Barbara Jacket

Biographical details
- Born: December 26, 1934 Port Arthur, Texas, U.S.
- Died: January 6, 2022 (aged 87) Richmond, Texas, U.S.

Coaching career (HC unless noted)
- 1965–1991: Prairie View A&M

Administrative career (AD unless noted)
- 1990–1995: Prairie View A&M

= Barbara Jacket =

American track and field coach (1934–2022)

Barbara J. Jacket (December 26, 1934 – January 6, 2022) was an American track and field coach. She was the women's track and field head coach for Prairie View A&M from 1965 to 1991. While with the university, Jacket won ten National Association of Intercollegiate Athletics titles and was promoted to athletic director in 1990. Apart from college athletics, Jacket was the head coach at the 1992 Summer Olympics for the American women's track and field competitors. Her position made her the second African-American woman to become an Olympic head coach for the United States. Additional events where Jacket coached the women's track and field team for the United States were the 1987 World Championships in Athletics and 1991 World Championships in Athletics. Jacket was inducted into the International Women's Sports Hall of Fame in 1995.

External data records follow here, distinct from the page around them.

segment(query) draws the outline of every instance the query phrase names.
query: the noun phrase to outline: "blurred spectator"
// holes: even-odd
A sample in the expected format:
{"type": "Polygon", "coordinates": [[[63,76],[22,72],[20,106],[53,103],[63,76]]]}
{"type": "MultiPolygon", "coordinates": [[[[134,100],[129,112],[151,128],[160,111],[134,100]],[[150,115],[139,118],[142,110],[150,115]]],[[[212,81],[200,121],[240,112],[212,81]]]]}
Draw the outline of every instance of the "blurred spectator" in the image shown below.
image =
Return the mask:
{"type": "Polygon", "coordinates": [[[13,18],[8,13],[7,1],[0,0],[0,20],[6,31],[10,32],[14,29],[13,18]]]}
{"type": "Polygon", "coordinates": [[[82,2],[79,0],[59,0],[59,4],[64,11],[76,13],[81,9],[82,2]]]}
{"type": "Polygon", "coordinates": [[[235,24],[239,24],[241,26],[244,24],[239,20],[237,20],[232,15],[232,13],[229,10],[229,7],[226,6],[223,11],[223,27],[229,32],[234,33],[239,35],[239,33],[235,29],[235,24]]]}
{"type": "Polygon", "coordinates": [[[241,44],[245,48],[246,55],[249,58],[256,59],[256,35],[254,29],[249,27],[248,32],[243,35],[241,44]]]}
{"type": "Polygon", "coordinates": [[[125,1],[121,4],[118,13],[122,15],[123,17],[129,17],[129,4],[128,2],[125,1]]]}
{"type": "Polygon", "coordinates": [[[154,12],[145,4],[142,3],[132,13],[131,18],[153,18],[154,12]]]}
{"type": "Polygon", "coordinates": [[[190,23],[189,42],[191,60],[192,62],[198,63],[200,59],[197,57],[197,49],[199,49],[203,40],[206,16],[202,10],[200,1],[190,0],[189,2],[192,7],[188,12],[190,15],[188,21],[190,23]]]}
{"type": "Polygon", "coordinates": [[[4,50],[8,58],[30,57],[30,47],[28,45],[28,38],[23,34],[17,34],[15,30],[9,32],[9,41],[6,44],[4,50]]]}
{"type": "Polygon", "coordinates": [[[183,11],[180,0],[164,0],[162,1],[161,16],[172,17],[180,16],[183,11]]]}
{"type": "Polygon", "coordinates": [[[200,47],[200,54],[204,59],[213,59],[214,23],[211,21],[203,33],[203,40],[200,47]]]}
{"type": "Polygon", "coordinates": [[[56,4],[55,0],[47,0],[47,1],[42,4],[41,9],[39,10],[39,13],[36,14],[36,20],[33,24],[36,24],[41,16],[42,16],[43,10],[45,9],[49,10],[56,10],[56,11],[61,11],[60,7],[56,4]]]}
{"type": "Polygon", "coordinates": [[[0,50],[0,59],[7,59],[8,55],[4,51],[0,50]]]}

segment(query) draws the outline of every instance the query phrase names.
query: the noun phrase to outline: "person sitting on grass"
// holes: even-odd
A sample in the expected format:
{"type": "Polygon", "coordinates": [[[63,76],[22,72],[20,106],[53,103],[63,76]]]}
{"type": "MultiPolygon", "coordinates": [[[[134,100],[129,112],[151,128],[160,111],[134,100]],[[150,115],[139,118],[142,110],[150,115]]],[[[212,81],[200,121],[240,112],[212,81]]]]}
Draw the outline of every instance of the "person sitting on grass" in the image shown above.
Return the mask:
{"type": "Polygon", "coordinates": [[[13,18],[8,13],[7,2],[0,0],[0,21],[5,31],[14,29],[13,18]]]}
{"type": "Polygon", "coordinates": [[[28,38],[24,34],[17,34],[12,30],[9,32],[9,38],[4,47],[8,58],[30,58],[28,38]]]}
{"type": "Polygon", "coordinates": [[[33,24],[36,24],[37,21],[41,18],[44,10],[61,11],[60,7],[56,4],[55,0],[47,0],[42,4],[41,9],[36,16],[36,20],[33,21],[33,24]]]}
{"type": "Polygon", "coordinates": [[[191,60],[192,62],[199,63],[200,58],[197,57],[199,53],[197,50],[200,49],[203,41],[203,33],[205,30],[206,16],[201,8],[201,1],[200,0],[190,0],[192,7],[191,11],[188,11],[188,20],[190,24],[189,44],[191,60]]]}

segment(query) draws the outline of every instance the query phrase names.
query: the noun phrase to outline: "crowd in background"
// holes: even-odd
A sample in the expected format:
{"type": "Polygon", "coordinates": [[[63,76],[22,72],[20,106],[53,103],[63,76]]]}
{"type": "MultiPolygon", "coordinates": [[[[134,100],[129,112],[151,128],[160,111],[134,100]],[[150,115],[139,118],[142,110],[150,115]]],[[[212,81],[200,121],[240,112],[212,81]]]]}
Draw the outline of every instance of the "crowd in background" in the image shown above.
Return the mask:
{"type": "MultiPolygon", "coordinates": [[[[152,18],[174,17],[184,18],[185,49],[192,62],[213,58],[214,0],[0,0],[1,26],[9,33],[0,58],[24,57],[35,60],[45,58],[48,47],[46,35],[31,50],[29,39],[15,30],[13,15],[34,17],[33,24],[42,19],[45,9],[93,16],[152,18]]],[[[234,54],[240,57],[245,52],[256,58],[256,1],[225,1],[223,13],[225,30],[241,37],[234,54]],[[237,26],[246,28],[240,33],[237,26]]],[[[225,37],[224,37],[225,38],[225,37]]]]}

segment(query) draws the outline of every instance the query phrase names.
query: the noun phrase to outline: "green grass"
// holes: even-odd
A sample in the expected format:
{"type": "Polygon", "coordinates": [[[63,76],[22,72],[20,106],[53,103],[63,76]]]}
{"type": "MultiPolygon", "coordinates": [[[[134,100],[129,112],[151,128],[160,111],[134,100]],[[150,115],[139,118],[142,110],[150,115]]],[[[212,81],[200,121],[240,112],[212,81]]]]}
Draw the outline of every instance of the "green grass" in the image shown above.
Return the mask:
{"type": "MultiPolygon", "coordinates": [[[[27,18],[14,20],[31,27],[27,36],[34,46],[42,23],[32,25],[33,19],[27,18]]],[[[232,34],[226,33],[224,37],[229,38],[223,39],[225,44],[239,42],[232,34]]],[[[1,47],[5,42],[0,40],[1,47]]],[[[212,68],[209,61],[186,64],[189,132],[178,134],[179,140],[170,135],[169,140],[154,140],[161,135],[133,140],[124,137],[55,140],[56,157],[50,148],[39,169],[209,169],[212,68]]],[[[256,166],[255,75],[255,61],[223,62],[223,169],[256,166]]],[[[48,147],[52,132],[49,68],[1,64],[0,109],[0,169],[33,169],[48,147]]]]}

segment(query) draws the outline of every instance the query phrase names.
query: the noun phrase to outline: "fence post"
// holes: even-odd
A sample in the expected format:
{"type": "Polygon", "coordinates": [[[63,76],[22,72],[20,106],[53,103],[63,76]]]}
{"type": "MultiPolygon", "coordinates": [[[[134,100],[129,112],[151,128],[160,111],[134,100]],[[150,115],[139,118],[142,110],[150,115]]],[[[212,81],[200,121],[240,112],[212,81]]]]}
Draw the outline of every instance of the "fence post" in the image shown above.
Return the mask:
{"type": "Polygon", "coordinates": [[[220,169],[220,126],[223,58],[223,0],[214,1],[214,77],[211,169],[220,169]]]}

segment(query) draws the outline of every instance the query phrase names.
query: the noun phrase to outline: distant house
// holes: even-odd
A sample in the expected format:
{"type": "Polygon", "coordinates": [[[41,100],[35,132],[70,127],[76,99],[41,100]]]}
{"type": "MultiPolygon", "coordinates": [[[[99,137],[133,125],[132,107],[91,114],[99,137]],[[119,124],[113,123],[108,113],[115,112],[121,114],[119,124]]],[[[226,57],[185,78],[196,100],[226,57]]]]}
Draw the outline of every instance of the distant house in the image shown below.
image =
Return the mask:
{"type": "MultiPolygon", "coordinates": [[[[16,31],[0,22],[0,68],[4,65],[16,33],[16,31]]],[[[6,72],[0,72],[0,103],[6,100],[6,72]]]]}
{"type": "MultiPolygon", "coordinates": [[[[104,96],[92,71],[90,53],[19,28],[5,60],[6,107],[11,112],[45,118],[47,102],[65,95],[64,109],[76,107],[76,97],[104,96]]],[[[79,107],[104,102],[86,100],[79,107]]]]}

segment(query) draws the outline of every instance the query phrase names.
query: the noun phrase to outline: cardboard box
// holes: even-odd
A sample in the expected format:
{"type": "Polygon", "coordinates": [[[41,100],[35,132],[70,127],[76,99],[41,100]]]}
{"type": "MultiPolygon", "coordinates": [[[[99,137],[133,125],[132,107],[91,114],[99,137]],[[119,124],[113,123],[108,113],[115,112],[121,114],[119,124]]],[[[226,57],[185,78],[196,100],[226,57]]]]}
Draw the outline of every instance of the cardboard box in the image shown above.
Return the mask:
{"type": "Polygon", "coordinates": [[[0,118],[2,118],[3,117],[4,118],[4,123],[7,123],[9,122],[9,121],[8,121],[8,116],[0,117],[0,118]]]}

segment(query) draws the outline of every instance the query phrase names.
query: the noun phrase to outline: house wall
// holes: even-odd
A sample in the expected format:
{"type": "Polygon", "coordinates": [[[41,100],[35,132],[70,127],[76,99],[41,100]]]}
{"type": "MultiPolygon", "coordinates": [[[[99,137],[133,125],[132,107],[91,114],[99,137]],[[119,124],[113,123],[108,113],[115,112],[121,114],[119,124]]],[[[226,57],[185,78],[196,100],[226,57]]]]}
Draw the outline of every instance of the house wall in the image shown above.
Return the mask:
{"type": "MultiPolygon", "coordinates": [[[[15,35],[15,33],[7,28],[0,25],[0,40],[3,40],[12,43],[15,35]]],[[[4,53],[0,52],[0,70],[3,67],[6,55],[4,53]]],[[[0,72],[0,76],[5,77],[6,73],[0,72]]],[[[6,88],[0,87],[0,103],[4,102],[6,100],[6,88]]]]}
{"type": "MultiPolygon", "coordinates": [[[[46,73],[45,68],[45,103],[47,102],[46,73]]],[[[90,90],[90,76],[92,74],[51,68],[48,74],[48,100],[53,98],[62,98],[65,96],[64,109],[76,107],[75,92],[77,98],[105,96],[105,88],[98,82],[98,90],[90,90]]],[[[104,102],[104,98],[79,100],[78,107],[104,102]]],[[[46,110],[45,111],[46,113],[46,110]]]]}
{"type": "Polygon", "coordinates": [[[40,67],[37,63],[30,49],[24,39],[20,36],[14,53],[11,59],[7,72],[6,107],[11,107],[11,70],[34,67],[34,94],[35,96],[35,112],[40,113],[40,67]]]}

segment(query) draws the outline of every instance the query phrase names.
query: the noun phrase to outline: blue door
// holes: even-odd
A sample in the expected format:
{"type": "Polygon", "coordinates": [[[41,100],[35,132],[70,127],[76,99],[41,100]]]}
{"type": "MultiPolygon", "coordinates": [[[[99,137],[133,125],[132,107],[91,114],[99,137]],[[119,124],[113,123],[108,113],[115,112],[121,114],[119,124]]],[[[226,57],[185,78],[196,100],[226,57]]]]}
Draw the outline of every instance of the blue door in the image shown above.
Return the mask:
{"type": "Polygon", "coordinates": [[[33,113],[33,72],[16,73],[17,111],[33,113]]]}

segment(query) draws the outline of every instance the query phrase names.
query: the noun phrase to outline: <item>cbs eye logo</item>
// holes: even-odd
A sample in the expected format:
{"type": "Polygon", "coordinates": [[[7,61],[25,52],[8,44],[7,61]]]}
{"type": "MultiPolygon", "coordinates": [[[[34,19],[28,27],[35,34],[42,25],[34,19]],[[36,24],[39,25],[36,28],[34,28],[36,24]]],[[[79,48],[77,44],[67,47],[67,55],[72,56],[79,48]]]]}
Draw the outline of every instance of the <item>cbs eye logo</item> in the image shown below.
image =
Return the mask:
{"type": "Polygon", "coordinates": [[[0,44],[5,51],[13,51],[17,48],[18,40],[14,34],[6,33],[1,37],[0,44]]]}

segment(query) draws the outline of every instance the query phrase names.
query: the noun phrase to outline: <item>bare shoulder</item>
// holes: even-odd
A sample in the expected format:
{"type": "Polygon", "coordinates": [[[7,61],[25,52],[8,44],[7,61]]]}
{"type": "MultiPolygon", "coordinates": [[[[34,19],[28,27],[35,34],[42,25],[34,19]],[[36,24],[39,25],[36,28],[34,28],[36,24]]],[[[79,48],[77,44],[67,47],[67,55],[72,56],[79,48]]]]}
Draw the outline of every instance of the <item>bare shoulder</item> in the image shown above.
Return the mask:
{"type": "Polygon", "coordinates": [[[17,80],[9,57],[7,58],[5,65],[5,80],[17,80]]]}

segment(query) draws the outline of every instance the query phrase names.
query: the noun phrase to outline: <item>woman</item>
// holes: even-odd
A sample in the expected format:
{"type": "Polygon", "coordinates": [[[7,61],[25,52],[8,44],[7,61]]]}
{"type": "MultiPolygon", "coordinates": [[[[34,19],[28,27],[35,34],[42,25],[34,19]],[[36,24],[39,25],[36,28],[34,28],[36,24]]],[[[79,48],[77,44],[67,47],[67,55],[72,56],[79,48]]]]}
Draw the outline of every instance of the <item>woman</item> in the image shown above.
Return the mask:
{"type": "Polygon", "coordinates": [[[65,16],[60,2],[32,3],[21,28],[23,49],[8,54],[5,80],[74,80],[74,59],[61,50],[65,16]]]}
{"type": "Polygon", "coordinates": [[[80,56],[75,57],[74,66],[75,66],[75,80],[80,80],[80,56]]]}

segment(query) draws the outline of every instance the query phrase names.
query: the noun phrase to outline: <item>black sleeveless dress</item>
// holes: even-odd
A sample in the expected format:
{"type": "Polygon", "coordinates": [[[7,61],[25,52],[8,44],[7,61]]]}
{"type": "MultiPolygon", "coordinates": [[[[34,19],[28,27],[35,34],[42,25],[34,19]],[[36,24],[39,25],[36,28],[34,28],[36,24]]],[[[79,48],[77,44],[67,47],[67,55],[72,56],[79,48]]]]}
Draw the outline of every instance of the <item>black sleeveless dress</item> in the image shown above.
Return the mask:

==Early life and education==
Jacket was born in Port Arthur, Texas, on December 26, 1934, and had two siblings. Growing up, Jacket played several sports including softball and track and field. For her post-secondary education, Jacket went to Tuskegee University with a basketball scholarship and studied physical education for a Bachelor of Science in 1958. She later received a Master of Education at Prairie View A&M University in 1968.

==Career==
Jacket began her coaching career teaching basketball in Eufaula, Alabama, and Port Arthur, Texas, before joining Prairie View A&M as a swimming instructor in 1964. The following year, Jacket established the Prairie View A&M Panthers and Lady Panthers track and field team in 1965 as their head coach. During her coaching tenure with Prairie View A&M until 1991, Jacket was the winning coach of ten National Association of Intercollegiate Athletics championships and fourteen Southwestern Athletic Conference titles in track and field.

Outside of college athletics, Jacket was an assistant coach for the United States women's national track and field team during the 1979 Pan American Games. As a head coach, she was on the women's track and field team which competed at the 1975 World University Games, 1987 World Championships in Athletics and 1991 World Championships in Athletics for the United States. Her 1992 Summer Olympics head coach appointment made Jacket the second African-American woman to hold this position for the United States. Apart from coaching, Jacket was the athletic director for Prairie View A&M from 1990 to 1995 and taught health for the university during the 2000s. Jacket ended her career with Prairie View A&M in 2010 upon retirement.

==Personal life and death==
In 1990, Jacket was charged with official misconduct and document fraud for allegedly altering restaurant receipts to increase the amount the university reimbursed her. She agreed to repay the university and perform community service.

Jacket died in Richmond, Texas, on January 6, 2022, at the age of 87.

==Awards and honors==
She was inducted into the Prairie View A&M University Sports Hall Of Fame in 1992. Additionally, Jacket was named into the International Women's Sports Hall of Fame in 1995 and the U.S. Track & Field and Cross Country Coaches Association hall of fame in 2001.